Taking God on Trust

Indian Express
August 30

Ekam Sadviprah Bahudha Vadanti…


TRUTH is not a belief, it is an experience. The experience does not happen in the domain of thought or mental processes. It happens in our heart, in our being or soul; and we may also call it consciousness. It is a form of realisation without any conflict of dogma or any belief system. So those who realise the truth, also realise the vastness of that truth which is multidimensional. And those who chose to believe in truth without any realisation of their own, often become stuck with the one dimension they call their religion or sect. This gets entrenched in the mind and they become overpowered by this thought. This thought, which has no roots in the realisation of truth or meditation, becomes the source of all conflicts of beliefs and dogmas. They raise the flags of their beliefs and kill the truth with the sticks of their flags.

Osho tells an edifying story to illumine this point. Apparently, when Alexander the Great came to conquer India, he met a sanyasi, who was actually a great sage. The sage’s name was ‘Dandamis’; at least, that is how Greek historians seem to have pronounced it. Alexander questioned the sage: ‘‘Do you believe in God?’’ The sage remained silent. Alexander said, ‘‘I cannot see, so how can I believe? How do you believe without seeing him?’’ The naked sage laughed. He took Alexander by his hand towards the marketplace. Alexander followed — maybe he was taking him somewhere where he could show him God. A small boy was flying a kite, and the kite had gone so far away that it was impossible to see it. The sage smiled secretly and stopped there, and the king of the Macedons waited impatiently. The sage asked the little boy, ‘‘Where is your kite? Because we cannot see it, and without seeing, how can we believe it is actually in existence? So where is that kite of yours? How do you still believe the kite exists?’’ The boy laughed merrily and looked pityingly at the sage for asking such an absurd question. He said, ‘‘I can feel the pull of it.’’ And the sage said to Alexander, ‘‘I can also feel the pull of it.’’
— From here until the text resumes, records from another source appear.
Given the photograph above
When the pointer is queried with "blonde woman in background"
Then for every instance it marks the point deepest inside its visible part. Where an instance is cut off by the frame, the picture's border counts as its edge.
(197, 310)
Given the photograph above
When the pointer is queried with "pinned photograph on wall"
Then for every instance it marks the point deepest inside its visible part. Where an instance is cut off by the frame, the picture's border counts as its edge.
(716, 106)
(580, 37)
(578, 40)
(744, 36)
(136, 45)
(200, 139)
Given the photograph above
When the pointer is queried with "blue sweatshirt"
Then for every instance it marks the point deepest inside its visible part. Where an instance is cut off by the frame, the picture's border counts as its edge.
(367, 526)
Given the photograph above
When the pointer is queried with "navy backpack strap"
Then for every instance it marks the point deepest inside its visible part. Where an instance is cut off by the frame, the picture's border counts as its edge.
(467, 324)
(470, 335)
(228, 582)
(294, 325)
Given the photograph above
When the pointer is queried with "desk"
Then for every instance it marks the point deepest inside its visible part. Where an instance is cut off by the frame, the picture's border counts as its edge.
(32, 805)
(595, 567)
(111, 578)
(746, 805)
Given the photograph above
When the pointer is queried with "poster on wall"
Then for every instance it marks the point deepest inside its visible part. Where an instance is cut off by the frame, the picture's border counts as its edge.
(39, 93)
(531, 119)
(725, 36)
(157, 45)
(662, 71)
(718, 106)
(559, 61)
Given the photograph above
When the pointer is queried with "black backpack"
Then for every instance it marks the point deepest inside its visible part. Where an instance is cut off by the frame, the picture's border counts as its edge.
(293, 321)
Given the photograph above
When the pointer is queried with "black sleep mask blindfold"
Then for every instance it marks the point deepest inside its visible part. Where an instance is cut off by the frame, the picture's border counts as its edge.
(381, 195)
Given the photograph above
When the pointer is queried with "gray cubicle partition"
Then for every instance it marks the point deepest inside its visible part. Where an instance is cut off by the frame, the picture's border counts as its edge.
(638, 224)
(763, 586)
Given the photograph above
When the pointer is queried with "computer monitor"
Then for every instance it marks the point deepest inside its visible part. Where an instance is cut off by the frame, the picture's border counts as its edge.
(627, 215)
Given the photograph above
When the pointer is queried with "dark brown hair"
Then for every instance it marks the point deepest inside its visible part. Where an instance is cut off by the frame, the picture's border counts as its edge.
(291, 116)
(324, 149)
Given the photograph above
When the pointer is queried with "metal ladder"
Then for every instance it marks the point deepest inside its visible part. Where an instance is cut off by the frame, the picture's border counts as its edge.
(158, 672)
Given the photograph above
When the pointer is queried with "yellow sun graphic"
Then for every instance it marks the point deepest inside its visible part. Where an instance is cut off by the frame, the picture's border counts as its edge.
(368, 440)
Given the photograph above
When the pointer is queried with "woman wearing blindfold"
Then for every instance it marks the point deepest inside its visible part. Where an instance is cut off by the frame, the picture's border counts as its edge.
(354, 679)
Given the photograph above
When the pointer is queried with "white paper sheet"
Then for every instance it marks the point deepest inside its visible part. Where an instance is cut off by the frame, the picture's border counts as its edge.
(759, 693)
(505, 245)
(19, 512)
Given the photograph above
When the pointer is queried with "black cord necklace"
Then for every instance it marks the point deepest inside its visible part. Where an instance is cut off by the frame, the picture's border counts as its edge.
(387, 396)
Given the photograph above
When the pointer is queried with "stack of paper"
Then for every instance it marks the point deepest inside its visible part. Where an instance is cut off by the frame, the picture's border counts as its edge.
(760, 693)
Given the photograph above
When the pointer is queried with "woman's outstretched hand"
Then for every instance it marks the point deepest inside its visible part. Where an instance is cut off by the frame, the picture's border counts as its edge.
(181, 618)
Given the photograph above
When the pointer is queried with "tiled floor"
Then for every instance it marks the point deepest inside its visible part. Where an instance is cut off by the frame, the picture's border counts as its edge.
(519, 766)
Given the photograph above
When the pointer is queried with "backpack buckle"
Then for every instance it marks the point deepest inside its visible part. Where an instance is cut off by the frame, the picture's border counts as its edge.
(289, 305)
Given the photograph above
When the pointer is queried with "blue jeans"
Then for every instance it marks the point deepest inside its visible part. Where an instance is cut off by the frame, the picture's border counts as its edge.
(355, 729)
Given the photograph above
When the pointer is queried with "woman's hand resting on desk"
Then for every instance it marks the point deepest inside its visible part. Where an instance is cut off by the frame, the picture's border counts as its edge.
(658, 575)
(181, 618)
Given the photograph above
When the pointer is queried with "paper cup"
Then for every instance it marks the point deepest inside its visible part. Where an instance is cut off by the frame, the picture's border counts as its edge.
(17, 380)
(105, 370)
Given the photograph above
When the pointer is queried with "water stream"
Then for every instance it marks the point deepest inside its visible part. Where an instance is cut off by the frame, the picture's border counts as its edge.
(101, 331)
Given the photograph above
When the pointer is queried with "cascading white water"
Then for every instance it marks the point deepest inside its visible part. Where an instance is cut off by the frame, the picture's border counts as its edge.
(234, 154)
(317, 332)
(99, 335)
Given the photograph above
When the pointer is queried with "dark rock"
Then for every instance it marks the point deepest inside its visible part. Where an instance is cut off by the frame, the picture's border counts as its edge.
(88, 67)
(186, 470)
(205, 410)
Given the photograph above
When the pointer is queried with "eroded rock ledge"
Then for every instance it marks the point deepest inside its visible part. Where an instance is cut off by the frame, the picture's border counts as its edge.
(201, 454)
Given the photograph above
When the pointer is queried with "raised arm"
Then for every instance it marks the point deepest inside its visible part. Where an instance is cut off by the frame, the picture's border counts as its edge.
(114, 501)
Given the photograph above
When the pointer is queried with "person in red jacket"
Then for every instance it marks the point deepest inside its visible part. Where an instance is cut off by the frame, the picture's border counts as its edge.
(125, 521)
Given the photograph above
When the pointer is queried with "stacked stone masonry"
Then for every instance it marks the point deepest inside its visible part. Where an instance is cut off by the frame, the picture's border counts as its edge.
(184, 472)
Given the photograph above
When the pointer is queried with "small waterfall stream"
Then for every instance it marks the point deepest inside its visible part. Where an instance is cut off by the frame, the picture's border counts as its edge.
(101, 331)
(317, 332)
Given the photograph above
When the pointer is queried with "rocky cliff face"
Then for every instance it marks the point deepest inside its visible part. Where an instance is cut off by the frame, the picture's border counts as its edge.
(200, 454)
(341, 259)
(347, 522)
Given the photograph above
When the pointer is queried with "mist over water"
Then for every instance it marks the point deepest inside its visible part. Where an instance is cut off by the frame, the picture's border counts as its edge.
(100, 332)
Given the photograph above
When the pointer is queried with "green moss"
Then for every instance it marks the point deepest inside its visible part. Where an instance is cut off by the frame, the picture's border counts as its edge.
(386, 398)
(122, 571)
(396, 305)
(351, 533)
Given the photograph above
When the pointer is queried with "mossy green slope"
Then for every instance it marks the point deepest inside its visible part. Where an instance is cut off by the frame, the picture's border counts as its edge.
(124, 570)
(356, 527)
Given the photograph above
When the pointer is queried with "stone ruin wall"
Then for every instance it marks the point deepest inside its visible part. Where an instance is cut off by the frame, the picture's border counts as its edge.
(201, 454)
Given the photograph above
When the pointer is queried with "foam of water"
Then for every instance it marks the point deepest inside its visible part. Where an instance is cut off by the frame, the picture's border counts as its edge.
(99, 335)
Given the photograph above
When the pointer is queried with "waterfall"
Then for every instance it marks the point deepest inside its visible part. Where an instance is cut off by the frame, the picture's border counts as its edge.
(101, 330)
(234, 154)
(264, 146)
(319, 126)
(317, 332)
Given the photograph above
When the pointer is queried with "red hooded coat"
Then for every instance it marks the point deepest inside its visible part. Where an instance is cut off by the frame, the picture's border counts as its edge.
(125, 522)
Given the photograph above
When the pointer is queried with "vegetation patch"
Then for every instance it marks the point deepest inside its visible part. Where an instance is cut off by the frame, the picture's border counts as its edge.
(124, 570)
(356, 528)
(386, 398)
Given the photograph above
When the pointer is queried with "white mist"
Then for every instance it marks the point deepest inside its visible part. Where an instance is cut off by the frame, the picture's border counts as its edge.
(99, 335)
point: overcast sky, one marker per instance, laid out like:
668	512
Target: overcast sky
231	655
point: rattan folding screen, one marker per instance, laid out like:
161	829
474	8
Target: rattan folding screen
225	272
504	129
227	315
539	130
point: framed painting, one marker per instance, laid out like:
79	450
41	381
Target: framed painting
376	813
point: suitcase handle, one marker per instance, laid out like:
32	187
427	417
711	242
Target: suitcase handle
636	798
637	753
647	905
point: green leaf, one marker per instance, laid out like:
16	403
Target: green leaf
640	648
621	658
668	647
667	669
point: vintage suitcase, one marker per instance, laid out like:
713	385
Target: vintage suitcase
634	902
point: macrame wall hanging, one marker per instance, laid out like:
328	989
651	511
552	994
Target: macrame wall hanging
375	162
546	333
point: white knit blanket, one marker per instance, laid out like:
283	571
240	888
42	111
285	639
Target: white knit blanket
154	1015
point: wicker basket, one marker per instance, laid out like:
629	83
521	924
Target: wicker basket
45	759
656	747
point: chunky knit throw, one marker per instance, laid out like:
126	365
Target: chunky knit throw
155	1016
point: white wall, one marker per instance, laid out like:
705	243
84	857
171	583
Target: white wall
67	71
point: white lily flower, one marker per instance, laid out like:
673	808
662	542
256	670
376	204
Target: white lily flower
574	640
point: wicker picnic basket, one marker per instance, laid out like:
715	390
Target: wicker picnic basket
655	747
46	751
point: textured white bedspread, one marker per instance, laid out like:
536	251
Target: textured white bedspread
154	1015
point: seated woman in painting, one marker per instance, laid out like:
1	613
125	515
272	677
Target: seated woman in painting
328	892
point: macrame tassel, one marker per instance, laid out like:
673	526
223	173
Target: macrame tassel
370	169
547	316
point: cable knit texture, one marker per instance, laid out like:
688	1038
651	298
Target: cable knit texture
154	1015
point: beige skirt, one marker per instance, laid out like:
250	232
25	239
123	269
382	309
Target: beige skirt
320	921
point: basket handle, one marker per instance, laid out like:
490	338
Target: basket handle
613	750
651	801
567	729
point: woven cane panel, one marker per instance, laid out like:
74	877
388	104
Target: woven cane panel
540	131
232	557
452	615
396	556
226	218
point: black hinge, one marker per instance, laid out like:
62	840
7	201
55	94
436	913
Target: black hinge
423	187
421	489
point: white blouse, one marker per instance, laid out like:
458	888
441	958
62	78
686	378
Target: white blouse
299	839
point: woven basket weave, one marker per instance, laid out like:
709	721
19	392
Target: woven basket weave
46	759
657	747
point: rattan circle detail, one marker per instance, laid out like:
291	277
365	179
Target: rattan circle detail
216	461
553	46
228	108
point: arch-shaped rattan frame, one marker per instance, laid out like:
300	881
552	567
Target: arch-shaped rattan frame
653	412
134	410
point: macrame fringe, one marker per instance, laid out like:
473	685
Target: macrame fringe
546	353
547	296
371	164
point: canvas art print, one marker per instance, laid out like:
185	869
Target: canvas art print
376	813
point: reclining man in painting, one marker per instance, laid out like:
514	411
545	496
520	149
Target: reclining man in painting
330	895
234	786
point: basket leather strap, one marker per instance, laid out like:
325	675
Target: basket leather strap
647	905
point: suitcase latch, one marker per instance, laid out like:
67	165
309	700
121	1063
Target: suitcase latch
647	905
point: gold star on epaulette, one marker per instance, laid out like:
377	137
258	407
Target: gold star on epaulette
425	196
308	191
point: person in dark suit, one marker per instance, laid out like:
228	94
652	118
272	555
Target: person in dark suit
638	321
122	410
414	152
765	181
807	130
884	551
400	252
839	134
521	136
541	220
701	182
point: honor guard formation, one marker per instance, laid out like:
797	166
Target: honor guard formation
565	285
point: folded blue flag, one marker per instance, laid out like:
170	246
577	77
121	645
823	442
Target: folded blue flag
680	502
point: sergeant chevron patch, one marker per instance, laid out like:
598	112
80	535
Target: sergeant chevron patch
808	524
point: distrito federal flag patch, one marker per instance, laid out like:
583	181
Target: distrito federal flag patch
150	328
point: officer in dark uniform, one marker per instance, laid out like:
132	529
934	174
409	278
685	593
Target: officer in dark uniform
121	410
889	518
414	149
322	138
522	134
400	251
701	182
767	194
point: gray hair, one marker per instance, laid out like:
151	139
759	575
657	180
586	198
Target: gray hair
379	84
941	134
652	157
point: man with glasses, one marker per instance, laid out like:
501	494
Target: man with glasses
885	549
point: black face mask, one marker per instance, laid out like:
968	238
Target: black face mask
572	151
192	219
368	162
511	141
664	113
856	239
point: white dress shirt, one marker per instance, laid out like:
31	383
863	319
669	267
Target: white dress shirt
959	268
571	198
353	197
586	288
Trust is nothing but the feel of the pull. You don’t see — one has never seen God; only the pull is felt. But that is enough, that is more than enough. But then you have to be in a certain state where the pull can be felt. It cannot be learnt from scriptures; it is not a doctrine. Nobody can explain it: you have to feel the pull.
The old sage laughed. Alexander also realised that it had been a revelation. But the sage said, ‘‘Wait, no need to believe in me. You take the thread in your hand and feel the pull, because who knows? This boy may be deceiving. Never believe. Feel the pull.’’ If Alexander had gone away just listening to the boy, it would have been a belief. But he felt the pull: the kite was there on the other end, the pull was here on this end. He could feel the force. He thanked the old sage.

Meditation is a state where you allow yourself to feel the pull of existence. That pull has been called by many names. In the Upanishads they say, Ekam Sadviparah Bahudha Vadanti — that Truth is One. But sages have called it many names.

For a man of deep understanding, the Truth is multidimensional — because he can penetrate to the very depth of life and existence and can see a different viewpoint besides the one he has received or is trained in. He is not enclosed in his own viewpoint, in his own philosophy, in his own doctrine. He is an opening into the vast sky. His mind is empty and his heart is full of wonder. His being thrills with the bliss of realisation.